Öte yandan, Radikal gazetesinden Neşe Karanfil geçen hafta önemli bir habere imza atarak, Başkent Gaz için verilen son ödeme süresinden bir hafta önce Karamehmet'e, 2002'de el konulan Pamukbank dolayısıyla 1 milyar lirayı bulan vergi cezasının tebliğ edildiğini ortaya çıkardı. Tebliğin ardından hesapları bloke olan Karamehmet'in af paketinden yararlanmak üzere başvurduğu anlaşıldı. Ardından, iki gün önce Karamehmet'e yönelik bir başka cezai işlemden haberdar olduk. Çukurova Holding'in vergi dairesine olan borçları nedeniyle, grubun lokomotif şirketi Turkcell'e 1 milyar 250 milyon TL'lik haciz tebligatı yapılmıştı.
EN SAYGIN İŞADAMI DEĞİL
"Türkiye'nin en zengin adamı," iş sicili açısından "Türkiye'nin en saygın adamı" değil velhasıl; dahası "Türkiye'nin en rahat adamı" da değil. Malûm, Karamehmet'in bankası Pamukbank, 1982'de mali durumu kötü olduğu için Hazine tarafından gözetime alındı. Sonra, Bankacılık Düzenleme ve Denetleme Kurulu (BDDK) 2002'de bankaya el koydu. Çukurova Grubu karşı dava açtı ve Danıştay'dan iade kararı çıkardı. Bunun üzerine, tasfiyeye giden banka konusunda Tasarruf Mevduatı ve Sigorta Fonu (TMSF) uzlaşma yolunu seçti. Pamukbank fona alındı. TMSF, Pamukbank ve iştiraklerinin aktifindeki Yapı Kredi hisselerini de devraldı. Ve Karamehmet iki bankasını birden kaybetti.
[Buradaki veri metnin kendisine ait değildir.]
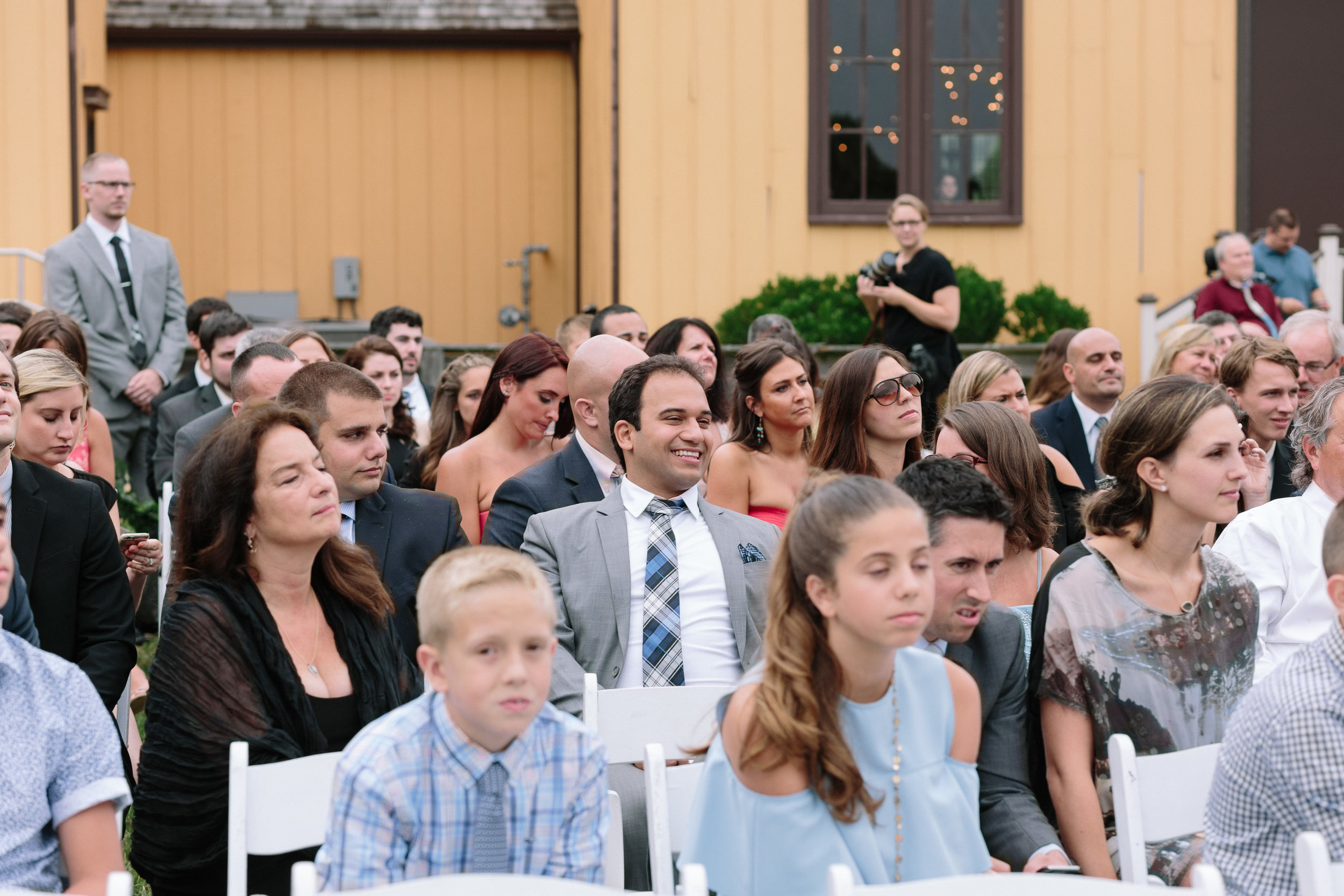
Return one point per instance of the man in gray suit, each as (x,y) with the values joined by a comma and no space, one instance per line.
(218,347)
(121,284)
(968,518)
(654,586)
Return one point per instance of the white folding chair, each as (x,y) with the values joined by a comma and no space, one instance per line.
(275,809)
(1205,881)
(1318,875)
(304,883)
(631,719)
(1156,798)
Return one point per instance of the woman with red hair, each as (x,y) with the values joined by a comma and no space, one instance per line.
(525,397)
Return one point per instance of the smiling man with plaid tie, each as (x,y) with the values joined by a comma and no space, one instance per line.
(654,586)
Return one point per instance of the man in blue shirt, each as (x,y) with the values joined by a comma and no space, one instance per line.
(1288,265)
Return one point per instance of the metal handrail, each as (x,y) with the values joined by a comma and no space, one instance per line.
(23,254)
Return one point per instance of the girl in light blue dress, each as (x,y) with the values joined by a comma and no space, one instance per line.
(843,747)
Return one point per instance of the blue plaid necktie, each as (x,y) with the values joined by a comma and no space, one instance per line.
(490,837)
(662,599)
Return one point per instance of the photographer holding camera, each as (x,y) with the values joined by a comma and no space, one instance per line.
(913,296)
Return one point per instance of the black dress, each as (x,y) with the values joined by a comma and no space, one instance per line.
(222,673)
(932,351)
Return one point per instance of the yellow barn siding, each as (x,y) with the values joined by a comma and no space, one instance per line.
(714,149)
(432,166)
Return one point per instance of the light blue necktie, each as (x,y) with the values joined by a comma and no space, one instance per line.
(490,836)
(662,599)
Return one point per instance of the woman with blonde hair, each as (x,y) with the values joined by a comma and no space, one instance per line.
(1190,350)
(451,415)
(990,377)
(843,746)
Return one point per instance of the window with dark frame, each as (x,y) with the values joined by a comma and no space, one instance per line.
(916,96)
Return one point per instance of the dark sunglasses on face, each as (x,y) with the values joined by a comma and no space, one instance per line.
(888,391)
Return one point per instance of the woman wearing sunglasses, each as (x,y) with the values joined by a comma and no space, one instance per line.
(1003,447)
(871,415)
BANKACILIK SERÜVENİ DE LEKELİ
Ama iş orada bitmedi. Henüz, Karamehmet'in "bankacılık serüveni" açısından temiz bir sayfa açılmış değil. 2010'da İstanbul 8. Ağır Ceza Mahkemesi'nde görülen davada, Karamehmet, bankanın Yönetim Kurulu Başkanı olarak görev yaptığı dönemde Pamukbank'tan kullandırılan bazı kredilere ilişkin olarak "zimmet" suçundan 11 yıl 8 ay hapis ve 471 milyon 950 bin 66 lira adlî para cezasına mahkûm oldu. Mahkeme, toplam 188 milyon 788 bin 26 liranın, banka kaynaklarından yoğun suç işleme kastı içerisinde geri dönmeyeceği bilinerek kullandırıldığına hükmetti ve bu eylemin "zimmet" suçunu oluşturduğuna, bu suçun da dolambaçlı ve hileli yollarla işlendiğine karar verdi.
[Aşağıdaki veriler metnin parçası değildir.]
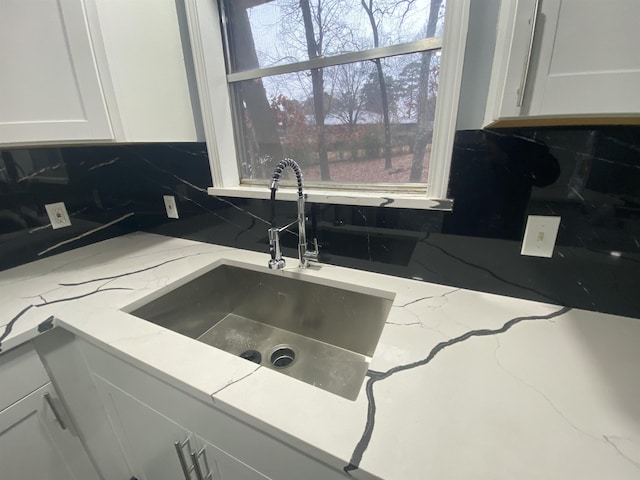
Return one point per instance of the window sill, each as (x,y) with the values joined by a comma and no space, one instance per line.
(365,199)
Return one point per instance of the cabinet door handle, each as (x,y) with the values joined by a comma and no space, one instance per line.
(527,60)
(183,462)
(54,409)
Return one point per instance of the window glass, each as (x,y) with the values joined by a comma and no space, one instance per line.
(353,124)
(275,30)
(360,121)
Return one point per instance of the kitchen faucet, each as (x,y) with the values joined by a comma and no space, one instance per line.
(305,256)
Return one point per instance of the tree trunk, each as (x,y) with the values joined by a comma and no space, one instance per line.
(254,96)
(424,134)
(383,85)
(317,82)
(385,115)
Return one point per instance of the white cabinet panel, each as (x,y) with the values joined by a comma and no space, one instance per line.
(580,58)
(34,446)
(238,441)
(49,84)
(149,441)
(21,373)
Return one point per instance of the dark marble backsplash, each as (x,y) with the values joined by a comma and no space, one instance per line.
(590,177)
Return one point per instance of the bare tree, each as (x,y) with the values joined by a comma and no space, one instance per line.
(314,49)
(424,133)
(350,78)
(253,96)
(369,9)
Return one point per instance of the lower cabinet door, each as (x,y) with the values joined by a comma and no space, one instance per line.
(215,464)
(38,442)
(157,448)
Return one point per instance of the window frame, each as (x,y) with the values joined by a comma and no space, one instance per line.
(206,38)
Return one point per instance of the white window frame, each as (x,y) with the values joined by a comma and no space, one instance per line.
(215,103)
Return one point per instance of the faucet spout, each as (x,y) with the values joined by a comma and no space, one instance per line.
(304,255)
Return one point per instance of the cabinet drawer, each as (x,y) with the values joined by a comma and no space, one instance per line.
(21,372)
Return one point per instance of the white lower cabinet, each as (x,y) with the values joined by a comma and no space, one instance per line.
(149,416)
(37,438)
(157,448)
Suçun sürekliliği, tehlikenin ağırlığı, zarar miktarının büyüklüğü ve kastın yoğunluğu gibi kriterleri göz önüne alan mahkeme, Karamehmet'i önce 18 yıl hapis cezasını çarptırdı; sonra suçu zincirleme işlediği için cezayı 21 yıla çıkardı; ardından zararın ödenmiş olması nedeniyle 14 yıla; sanığın sabıkasız oluşunu ve mahkemeye saygılı davrandığını da gözeterek de 11 yıl 8 aya düşürdü. Bu davanın dosyası halen Yargıtay'da bekliyor.
"WikiLeaks Türkiye Belgeleri" arasında, ABD'nin, 2002-2010 döneminde, Karamehmet'in bütün bu maceralarını yakından takip ettiğini ortaya koyan çok sayıda gizli yazışma mevcut. Bu yazışmaların büyük bölümü, Pamukbank ve Yapı Kredi'de yaşananların analizini içeriyor ve siyasi tavır olarak da, BDDK'nın ve TMSF'nin Karamehmet'e taviz vermemesi, bankacılık reformuna halel getirecek uzlaşmalara girmemesi, siyasi iktidarın bu konuya müdahil olmaması yönündeki uyarıları öne çıkarıyor.